3. Potential Allergens: Some individuals may have allergies or dietary restrictions that prevent them from enjoying certain ingredients in Turkey Club. For example, individuals with gluten intolerance or sensitivity would need to choose gluten-free bread options. In addition, those with allergies to specific ingredients such as turkey, bacon, or eggs (found in mayonnaise) would need to find suitable substitutions or avoid the sandwich altogether.

Bottom line

Turkey Club is a tasty and satisfying sandwich option that offers a number of benefits. It is a good source of lean protein, fiber and balanced macronutrients. However, it is important to be aware of sodium and calorie content, as well as potential allergens. By keeping these factors in mind and incorporating the Turkey Club into a well-rounded and balanced diet, you can enjoy this classic sandwich as part of a delicious and nutritious meal.

Questions and Answers

1. Are turkey clubs good for you?

Yes, turkey clubs can be a healthy option. Because the turkey club typically contains lean turkey breast, it is low in fat and a good source of protein. To make it even healthier, opt for whole wheat bread and use a moderate amount of mayonnaise or choose a lighter alternative.

2. Is a turkey club served hot or cold?

A turkey club is usually served cold. It is a classic sandwich made with cold sliced turkey, bacon, lettuce, tomato and mayonnaise. However, variations can include warm ingredients or be toasted, so it ultimately depends on personal preference and the specific recipe.

3. Can diabetics, heart patients, and overweight individuals eat a Turkey Club?

Yes, the Turkey Club can be enjoyed by diabetics, heart patients and overweight individuals with some considerations. It is important for diabetics to manage their carbohydrate intake, so choosing whole grain bread and monitoring portion sizes is recommended. Heart patients should be aware of sodium content and may choose lower sodium ingredients. Overweight individuals should be mindful of calorie content and portion sizes to fit into their overall calorie goals.

4. What makes a sandwich a club sandwich?

A club sandwich, including the turkey club, is typically made on toasted bread and contains layers of sliced cooked poultry (such as turkey or chicken), bacon, lettuce, tomato, and mayonnaise. It is often cut into quarters or halves and held together with cocktail sticks. The combination of these ingredients and the method of preparation is what distinguishes it as a club sandwich.

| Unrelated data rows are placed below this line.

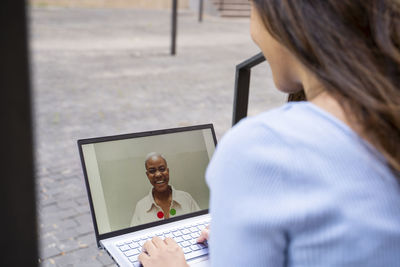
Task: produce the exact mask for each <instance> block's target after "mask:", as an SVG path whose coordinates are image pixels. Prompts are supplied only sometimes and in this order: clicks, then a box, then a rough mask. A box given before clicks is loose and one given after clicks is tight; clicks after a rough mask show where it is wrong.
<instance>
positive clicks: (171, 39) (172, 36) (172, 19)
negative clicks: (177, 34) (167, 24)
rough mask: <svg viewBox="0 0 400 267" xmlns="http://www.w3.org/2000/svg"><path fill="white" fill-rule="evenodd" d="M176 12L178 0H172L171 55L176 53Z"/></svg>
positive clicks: (177, 4) (177, 8) (176, 21)
mask: <svg viewBox="0 0 400 267" xmlns="http://www.w3.org/2000/svg"><path fill="white" fill-rule="evenodd" d="M177 14H178V0H172V30H171V55H175V53H176V24H177Z"/></svg>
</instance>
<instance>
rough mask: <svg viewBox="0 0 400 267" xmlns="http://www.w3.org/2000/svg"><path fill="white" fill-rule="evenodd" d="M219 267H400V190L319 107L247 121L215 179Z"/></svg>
mask: <svg viewBox="0 0 400 267" xmlns="http://www.w3.org/2000/svg"><path fill="white" fill-rule="evenodd" d="M206 176H207V183H208V185H209V187H210V190H211V203H210V211H211V215H212V223H211V239H210V241H209V242H210V257H211V263H212V266H272V267H279V266H363V267H366V266H386V267H389V266H400V185H399V183H398V182H397V180H396V179H395V177H394V175H393V174H392V173H391V172H390V170H389V168H388V167H387V165H386V164H385V160H384V158H383V157H382V156H381V154H379V153H378V152H377V151H376V150H375V149H374V148H373V147H372V146H370V145H369V144H367V143H366V142H365V141H363V140H362V139H361V138H360V137H359V136H358V135H357V134H356V133H355V132H353V131H352V130H351V129H350V128H349V127H348V126H346V125H345V124H344V123H342V122H341V121H339V120H338V119H336V118H335V117H333V116H332V115H330V114H329V113H327V112H325V111H323V110H321V109H320V108H318V107H317V106H315V105H313V104H311V103H309V102H297V103H288V104H286V105H284V106H283V107H281V108H278V109H274V110H272V111H269V112H265V113H263V114H261V115H258V116H255V117H252V118H247V119H244V120H242V121H241V122H240V123H239V124H238V125H237V126H235V127H234V128H232V129H231V130H230V131H229V132H228V133H227V134H226V135H225V136H224V138H223V139H222V140H221V142H220V143H219V145H218V147H217V150H216V152H215V154H214V156H213V159H212V161H211V163H210V165H209V167H208V169H207V174H206Z"/></svg>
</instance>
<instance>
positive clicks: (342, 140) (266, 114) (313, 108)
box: [221, 102, 358, 149]
mask: <svg viewBox="0 0 400 267" xmlns="http://www.w3.org/2000/svg"><path fill="white" fill-rule="evenodd" d="M357 138H358V136H357V135H356V134H355V133H354V132H353V131H352V130H351V129H350V128H349V127H347V126H346V125H345V124H343V123H342V122H340V121H339V120H338V119H336V118H335V117H333V116H332V115H330V114H328V113H326V112H324V111H323V110H321V109H319V108H317V107H316V106H314V105H313V104H311V103H309V102H291V103H288V104H286V105H284V106H281V107H279V108H275V109H272V110H270V111H267V112H264V113H261V114H259V115H257V116H253V117H248V118H245V119H243V120H241V121H240V122H239V123H238V124H237V125H236V126H234V127H233V128H232V129H231V130H229V131H228V132H227V134H226V135H225V136H224V138H223V140H221V146H225V145H226V144H228V146H229V147H231V148H233V149H234V148H235V147H240V146H246V147H248V146H249V145H250V146H253V145H255V146H258V145H268V146H272V145H274V144H279V146H280V147H281V148H282V149H283V148H285V147H287V148H290V149H293V148H295V147H301V146H308V145H311V146H314V147H315V146H316V147H315V148H317V147H318V146H320V148H321V149H330V148H331V147H330V146H329V144H330V143H331V142H332V140H333V139H335V140H336V141H347V142H351V141H353V140H354V139H357Z"/></svg>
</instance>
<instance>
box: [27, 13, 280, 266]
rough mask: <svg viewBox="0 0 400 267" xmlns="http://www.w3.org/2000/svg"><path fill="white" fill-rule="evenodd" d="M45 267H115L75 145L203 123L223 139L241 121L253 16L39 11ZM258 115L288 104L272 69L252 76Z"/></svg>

5. Are there healthier alternatives to the traditional turkey club?

Yes, if you’re looking for a healthier alternative to the traditional turkey club, there are a few options you can consider. You can use whole grain or whole wheat bread instead of white bread to increase fiber. Opt for a lean turkey breast with no added sodium or preservatives. You can also incorporate more vegetables, such as adding avocado slices or swapping out some of the mayo for mashed avocado. In addition, you can try a lettuce wrap or whole grain wrap instead of bread to reduce the carbohydrate and calorie content.